Rising interest in the UAE from Europe

Irina Heaver, a lawyer with NeosLegal, says her firm receives over 120 inquiries a week from crypto entrepreneurs looking to establish operations in the United Arab Emirates. According to Heaver, about half of these applications originate from Europe, notably Spain, Italy, Germany, Switzerland, and the United Kingdom.

This migration is not simply a matter of tax savings or lower costs. For many founders—especially those needing to act quickly—reduced regulatory uncertainty and more predictable licensing processes are proving decisive in choosing their next base of operations.

Mini glossary: VARA stands for the Virtual Assets Regulatory Authority, created in Dubai to oversee all virtual asset activities. The agency plays a central role in issuing licenses to crypto companies and setting compliance standards.

Licensing speed and compliance pressure stand out

In the UAE, obtaining operational licenses via VARA often takes just days, whereas in Europe, similar regulatory approvals can drag on for months. In a field where speed is everything, this discrepancy is prompting many firms to reconsider where they set up shop.
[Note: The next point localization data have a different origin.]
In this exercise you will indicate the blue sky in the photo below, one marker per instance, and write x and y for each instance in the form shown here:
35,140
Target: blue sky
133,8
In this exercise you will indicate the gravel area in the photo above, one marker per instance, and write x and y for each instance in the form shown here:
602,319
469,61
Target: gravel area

The numbers illustrate the mounting pressure. While nearly 3,000 crypto asset service providers have been registered under national rules in Europe, only around 244 have achieved full regulatory approval. This means roughly 92% have yet to clear the compliance hurdle, underscoring the ongoing challenges facing most companies.

Title Data
MiCA transition deadline July 1, 2026
Registered providers in Europe About 3,000
Firms with full authorization About 244
Firms yet to reach compliance About 92%

Stablecoin rules and market access influence decisions

MiCA’s requirements for stablecoins—such as mandates on reserves, redemption rights, and transaction limits for certain non-euro stablecoins—are a growing concern for industry players. In response, some major projects have already made compliance-focused adjustments to their European operations.

Dubai’s appeal goes beyond fast-tracked licensing. Companies based in the UAE can access users in Asia, North Africa, and other emerging economies more easily. These regions provide a vast pool of potential users and investors, further enhancing the Emirates’ global attractiveness.

As the UAE’s crypto sector expands and MiCA’s compliance demands intensify, experts warn that Europe risks losing a share of its entrepreneurial talent, workforce, and investment capital to overseas hubs. With competition for crypto firms heating up, Dubai appears to have secured a distinct edge in this race.